= Gunnar Blix =

Swedish chemist

Fritiof Gunnar Blix (7 September 1894 in Lund – 10 June 1981 in Uppsala) was a Swedish chemist and Professor of Medical and Physiological chemistry at the University of Uppsala. He was the son of physiologist Magnus Blix, and the father of Swedish politician and diplomat Hans Blix.

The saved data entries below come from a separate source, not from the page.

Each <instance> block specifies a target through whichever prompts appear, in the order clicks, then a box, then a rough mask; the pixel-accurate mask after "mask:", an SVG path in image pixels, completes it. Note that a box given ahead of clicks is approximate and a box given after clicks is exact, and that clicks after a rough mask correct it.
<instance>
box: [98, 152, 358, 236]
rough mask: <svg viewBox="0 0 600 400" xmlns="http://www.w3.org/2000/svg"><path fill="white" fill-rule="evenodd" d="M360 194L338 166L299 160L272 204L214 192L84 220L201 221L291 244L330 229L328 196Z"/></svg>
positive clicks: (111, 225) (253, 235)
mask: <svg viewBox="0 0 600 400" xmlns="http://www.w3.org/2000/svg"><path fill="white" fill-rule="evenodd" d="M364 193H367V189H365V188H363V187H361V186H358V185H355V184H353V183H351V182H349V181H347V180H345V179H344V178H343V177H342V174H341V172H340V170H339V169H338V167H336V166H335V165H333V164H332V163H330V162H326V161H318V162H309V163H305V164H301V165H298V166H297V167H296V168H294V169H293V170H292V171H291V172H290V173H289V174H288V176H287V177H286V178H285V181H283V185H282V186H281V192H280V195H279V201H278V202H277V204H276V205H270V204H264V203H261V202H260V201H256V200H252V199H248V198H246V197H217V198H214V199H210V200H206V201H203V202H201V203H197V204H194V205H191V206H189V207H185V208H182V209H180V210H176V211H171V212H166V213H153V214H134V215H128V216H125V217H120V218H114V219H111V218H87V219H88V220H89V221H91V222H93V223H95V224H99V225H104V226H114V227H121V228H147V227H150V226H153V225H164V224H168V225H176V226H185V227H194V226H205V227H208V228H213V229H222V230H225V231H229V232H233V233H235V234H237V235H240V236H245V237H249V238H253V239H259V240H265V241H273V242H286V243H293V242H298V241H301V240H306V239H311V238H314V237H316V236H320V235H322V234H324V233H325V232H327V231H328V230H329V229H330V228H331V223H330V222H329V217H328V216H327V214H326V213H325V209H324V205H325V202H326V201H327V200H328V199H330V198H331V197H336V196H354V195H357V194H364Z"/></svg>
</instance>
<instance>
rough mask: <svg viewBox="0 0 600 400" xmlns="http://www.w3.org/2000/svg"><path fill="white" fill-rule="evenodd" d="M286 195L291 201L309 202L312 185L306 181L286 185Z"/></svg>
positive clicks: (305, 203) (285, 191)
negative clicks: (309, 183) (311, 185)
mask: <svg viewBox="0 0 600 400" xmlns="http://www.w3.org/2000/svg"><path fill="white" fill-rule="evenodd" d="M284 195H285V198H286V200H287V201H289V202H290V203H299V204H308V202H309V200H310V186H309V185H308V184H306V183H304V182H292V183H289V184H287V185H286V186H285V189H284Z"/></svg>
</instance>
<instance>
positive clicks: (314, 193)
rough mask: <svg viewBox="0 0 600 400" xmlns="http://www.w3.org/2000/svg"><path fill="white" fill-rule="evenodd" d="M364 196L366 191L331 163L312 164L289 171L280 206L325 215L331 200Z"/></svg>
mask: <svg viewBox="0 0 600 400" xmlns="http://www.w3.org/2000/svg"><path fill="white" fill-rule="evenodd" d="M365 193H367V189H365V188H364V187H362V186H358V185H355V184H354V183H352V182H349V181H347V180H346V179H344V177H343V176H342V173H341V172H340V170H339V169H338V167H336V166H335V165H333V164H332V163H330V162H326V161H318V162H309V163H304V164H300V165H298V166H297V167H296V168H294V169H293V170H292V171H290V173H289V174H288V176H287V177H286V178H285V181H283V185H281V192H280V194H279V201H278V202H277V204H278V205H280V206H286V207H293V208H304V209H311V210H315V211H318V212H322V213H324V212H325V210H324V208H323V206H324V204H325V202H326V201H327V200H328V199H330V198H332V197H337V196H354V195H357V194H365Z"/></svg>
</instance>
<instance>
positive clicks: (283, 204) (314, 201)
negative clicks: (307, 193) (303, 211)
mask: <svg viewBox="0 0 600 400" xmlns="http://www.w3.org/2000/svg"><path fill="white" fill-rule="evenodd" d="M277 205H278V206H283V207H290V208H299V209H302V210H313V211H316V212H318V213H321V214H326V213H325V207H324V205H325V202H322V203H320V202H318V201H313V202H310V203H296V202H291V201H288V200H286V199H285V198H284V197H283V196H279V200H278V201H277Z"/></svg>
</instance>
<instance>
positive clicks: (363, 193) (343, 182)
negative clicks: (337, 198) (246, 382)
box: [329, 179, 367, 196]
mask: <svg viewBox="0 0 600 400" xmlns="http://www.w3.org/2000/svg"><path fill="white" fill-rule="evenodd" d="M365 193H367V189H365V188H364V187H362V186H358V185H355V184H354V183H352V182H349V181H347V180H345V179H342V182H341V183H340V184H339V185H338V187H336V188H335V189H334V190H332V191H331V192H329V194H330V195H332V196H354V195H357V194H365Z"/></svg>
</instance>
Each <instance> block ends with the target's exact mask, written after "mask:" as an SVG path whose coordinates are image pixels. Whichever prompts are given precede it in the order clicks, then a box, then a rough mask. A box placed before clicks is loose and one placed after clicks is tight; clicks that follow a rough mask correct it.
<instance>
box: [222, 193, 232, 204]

== Early life and education ==
Blix graduated from the Cathedral School in central Lund in 1912. He began his medical studies at Lund University in 1912 and became a medical student in 1916, received a license to practice medicine in 1922, and earned his PhD in 1925. He started working in the laboratory of Physical Chemistry at Uppsala University in 1925 and served as a Professor of Medical and Physiological Chemistry there from 1930 to 1961.

== Scientific Career ==
Blix was a member of several boards of inquiry (similar to a Royal Commission) including the 1958 investigation at the Medical College in Umeå. Blix was also a member of the Royal Society of Sciences in Uppsala. In 1950 he became an honorary member of the Austrian Society for Analytical Chemistry (ASAC). Blix also served as Prorector at the University of Uppsala from 1956-1961. His research focused on physiological chemistry and nutrition research. Much of his early work involved fats chemistry. His thesis concerned the blood lipids in diabetics. In 1933 he discovered that sulfatide in the brain contained amide-bound fatty acid and 4-sphingenine. Along with Arne Tiselius and Harold Svensson he discovered lipoproteins in 1941, a fundamental discovery for research on atherosclerosis. He also conducted extensive studies of hyaluronan (hyaluronic acid). He discovered sialic acids in 1936 and subsequently named them in 1952.

Blix was elected in 1956 as Member of the Royal Swedish Academy of Sciences.

He is buried in Uppsala Old Cemetery.